Mécanique Populaire à la rescousse

Il faut attendre avril 1963 (et mai en France) pour qu’on en sache un peu plus. Ça figure dans Popular Mechanics, devenu « Mécanique Populaire »en France, qui paraît toujours avec un mois de décalage, le temps de traduire les textes.  J’achète à 12 ans l’exemplaire N°204, portant une montgolfière individuelle en couverture, le nouveau « sport » américain.  En page 19 une photo de la même coiffe (ci-dessus à droite)… visiblement passée entre les mains des retoucheurs russes : la partie sombre séparant le 3eme étage du vaisseau Vostok a été… passée au blanc et l’engin nettement raccourci !!!  Difficile avec ça de se faire une idée de ce qui se cache sous cette coiffe, dont on a omis de présenter la trappe d’éjection du siège éjectable du Vostok; laissée béante durant le vol !!! L’article est réalisé par un groupe dirigé par Donald J.Ritchie qui se présente comme « expert » en décryptage de messages sonores, de calculs mathématiques ou d’éléments photographiques, pour tenter de dessiner la fusée lanceuse de Vostok, toujours pas identifiée comme étant la même que celle qui a lancé les satellites précédents. Ritchie, pourtant décrit comme chef adjoint de la Section des Laboratoires de Recherches de la Bendix Corporation de Bendix, à South Field dans le Michigan, Bendix qui sera la responsable des lancements dans le programme Apollo (ci-contre à gauche) .  Un premier essai de crayonné de la gamme lancé est présenté.  On constate que si les dessins des Sputnik II et III sont bien répertoriés comme sommet d’une fusée à large corps, les américains s’obstinent à faire de Sputnik I un satellite lancé par autre chose, une fusée à la Vanguard.  Et l’on constate aussi que le dessin le plus précis de la configuration est celle de « Lunik III exposé en 1959 », précise la légende.  Dans le même article, on a au moins compris que les russes plaçaient leur cosmonaute dans un siège éjectable, les cosmonautes quittant leur sphère de rentrée avant de toucher le sol.  Ce fameux site éjectable deviendra la cabine elle-même dans le dessin de MP, car les « chercheurs » US s’étaient un peu trop inspirés d’un document ayant fuité sciemment de la part des russes sur la cabine spatiale abritant le deux chiennes  Strelka and Belka de Spoutnik 5 (le Korabl-Sputnik 2), publiée par l’agence Tass (le diamètre de la cabine canine figurant sur une autre photo) :

 

Toujours pas de vision précise

Cet autre dessin des « experts » n’arrive toujours pas à déterminer à quoi ressemble exactement le vaisseau spatial russe.  Deux ans après son premier lancement ! Quand Valeri Fiodorovitch Bykovski et Valentina Vladimirovna Tereshkova se promènent en duo à bord de Vostok 5 et 6, les « experts » n’ont toujours comme inspiration que des… timbres, comme illustrations.  Ceux des russes, ou ceux des tchèques, qui vont tous s’accorder pour ajouter un « anneau » à l’arrière du vaisseau censé porter les rétro-fusées, les tchèques se permettant même un vaisseau ailé au nez arrondi !  Ce n’est finalement que le 16 juin 1965 que les russes dévoilent enfin leur vaisseau Vostok en Europe, c’est au Bourget, pour le 26eme salon International de l’Aviation, où un Yuri Gagarine rayonnant fait le show devant son véhicule spatial.  Matra profitera de sa présence- et da gentillesse légendaire- pour faire de la pub !  Le vaisseau, basé autour d’une sphère de rentrée, avait été révélé le mois précédent à Moscou (photo ici à droite).
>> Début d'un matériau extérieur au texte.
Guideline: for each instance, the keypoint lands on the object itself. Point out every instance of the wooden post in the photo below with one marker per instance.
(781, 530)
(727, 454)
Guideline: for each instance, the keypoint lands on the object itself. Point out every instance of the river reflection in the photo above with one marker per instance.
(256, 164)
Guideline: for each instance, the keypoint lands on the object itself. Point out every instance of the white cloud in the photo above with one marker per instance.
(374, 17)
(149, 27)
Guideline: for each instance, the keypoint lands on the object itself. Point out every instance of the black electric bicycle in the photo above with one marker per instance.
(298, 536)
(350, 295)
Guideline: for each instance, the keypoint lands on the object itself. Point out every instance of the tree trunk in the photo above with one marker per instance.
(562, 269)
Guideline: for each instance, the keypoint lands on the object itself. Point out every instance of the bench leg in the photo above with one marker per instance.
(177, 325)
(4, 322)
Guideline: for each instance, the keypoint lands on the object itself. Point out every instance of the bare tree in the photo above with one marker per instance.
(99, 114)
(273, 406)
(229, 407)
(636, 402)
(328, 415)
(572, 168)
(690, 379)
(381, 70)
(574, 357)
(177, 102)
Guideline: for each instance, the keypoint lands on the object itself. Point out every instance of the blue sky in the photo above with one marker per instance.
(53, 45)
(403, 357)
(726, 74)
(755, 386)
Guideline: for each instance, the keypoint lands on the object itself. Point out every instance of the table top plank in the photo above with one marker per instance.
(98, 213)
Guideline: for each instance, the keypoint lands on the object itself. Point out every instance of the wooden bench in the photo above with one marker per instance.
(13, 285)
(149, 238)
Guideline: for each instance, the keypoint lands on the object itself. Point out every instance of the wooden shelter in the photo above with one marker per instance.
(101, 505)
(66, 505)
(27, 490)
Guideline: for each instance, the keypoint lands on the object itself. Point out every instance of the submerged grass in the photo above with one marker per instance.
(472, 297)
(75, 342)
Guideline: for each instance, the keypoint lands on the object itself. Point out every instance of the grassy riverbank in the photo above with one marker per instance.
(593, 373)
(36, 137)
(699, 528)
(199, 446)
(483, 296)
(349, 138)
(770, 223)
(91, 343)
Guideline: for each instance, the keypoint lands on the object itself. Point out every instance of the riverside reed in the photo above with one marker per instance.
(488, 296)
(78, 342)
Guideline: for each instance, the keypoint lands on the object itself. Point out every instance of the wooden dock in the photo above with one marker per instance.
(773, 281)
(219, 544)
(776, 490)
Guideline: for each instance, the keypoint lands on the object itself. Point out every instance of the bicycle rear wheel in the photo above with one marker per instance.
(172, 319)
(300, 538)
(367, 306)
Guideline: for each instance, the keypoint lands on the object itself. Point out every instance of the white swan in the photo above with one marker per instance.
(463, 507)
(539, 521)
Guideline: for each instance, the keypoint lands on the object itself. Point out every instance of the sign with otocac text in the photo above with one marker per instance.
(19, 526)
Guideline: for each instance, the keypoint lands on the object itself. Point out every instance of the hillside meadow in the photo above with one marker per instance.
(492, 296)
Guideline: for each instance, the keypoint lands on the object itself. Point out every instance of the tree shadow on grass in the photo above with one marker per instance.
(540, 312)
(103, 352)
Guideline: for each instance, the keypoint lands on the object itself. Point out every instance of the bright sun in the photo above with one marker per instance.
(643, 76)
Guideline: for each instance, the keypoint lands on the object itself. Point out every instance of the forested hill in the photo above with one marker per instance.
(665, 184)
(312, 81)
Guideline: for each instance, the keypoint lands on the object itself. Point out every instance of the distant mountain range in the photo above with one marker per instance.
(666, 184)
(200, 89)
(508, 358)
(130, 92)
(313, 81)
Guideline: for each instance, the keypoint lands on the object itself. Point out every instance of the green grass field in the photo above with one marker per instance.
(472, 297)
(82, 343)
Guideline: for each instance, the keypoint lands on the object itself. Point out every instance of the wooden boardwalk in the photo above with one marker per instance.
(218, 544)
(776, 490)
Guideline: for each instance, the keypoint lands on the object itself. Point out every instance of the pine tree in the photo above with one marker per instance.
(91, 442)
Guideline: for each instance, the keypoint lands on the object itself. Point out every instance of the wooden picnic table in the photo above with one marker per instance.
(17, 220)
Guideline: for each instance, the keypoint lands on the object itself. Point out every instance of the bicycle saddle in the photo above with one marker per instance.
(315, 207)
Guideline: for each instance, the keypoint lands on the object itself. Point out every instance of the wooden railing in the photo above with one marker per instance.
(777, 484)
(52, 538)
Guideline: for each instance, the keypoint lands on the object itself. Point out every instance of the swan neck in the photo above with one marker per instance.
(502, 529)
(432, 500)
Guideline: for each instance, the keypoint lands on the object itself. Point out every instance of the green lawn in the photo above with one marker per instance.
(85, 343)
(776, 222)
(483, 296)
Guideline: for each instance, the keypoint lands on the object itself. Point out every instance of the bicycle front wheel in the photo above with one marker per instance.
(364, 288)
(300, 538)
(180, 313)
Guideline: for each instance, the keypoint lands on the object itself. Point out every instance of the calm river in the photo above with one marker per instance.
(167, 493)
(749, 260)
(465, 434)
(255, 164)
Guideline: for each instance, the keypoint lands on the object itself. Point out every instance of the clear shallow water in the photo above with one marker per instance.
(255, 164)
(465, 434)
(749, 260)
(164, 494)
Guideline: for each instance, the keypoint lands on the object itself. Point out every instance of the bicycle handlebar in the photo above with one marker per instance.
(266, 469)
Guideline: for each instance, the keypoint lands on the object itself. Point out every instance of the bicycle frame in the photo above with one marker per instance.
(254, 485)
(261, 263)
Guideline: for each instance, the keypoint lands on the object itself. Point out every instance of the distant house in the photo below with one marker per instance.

Or l’arrière présentait d’étranges similitudes avec le fameux Lunik emprunté, dont les réservoirs annulaires et le moteur (absent à Mexico) : logique c’était le même élément, comme le montre clairement cette juxtaposition ci-dessous !!!  Les américains, sans le savoir, avaient découvert la moitié du Vostok avec le vol du Luna au Mexique !!!  Incroyable ratage encore, car ils ne l’avaient pas non plus soupçonné semble-t-il  (1) !!!

 

Bernés par la propagande russe
Les américains ne seront pas les seuls à avoir été bernés et menés en bateau par les médias soviétiques contrôlés par le KGB.  Des magazines français comme Science et Vie avaient été leurrés comme on le raconte ici lors de son centenaire : « il est vrai que Gagarine est « briefé » avant d’entamer sa tournée triomphale dans le monde (en avion, cette fois) afin de ne révéler aucun détail technique de la mission, et que, guerre froide oblige, rien ne transpire en Occident du programme spatial Soviétique.  Or Science & vie aime à baser ses articles sur des faits, détails techniques et scientifiques connus.  Et concernant l’astronautique en URSS, le mensuel na pas beaucoup d’informations à communiquer.  La preuve, nous trouvons dans le N° 525 de juin 1961, dans un article sur les vols spatiaux juste une photo du cosmonaute.  C’est tout.  Ah ! Non ! nous trouvons aussi une image censée représenter la fusée ayant valu à Gagarine « le titre de premier homme dans l’espace ».  Au vu de la photo, Sciences & Vie n’avait que peu d’informations… » . La R-7 avait alors été confondue avec la R-2A, un V2 « amélioré » !!!  A droite, la fusée « reconstituée » en avril 1963 par le chercheur de Bendix : on constate que le nombre de tuyères du premier étage est de 7, en réalité il sera de… 20.  Et que le vaisseau Voskhod n’a jamais été muni d’un appendice circulaire de rétro-fusées.  A noter aussi que la fusée est mesurée à 42,27 pour 38,36 en réalité, ce qui est en revanche une assez bonne estimation.

Enfin un bon rapport

Au 27 janvier 1965, il y a du mieux. puisque le rapport secret de la CIA (« National Intelligence ») est capable de dresser un tableau des engins lancés, de Sputnik aux sondes interplanétaires, mais toujours sur la base d’une fusée à la Cholomei, à 4 boosters circulaires et sans indication du nombre de tuyères du premier étage.  En tout cas, il semble avoir été compris que le Lunik « subtilisé » a bien un étage de propulsion qui est le même que celui des Vostok (de même que les Voskhod en utilisent un autre, plus long) : il est évident alors que les satellites Keyhole, successeurs des Corona, ont commencé à donner des renseignements plus précis avec leurs caméras : les USA en lanceront 38 entre 1963 et 1967 !!!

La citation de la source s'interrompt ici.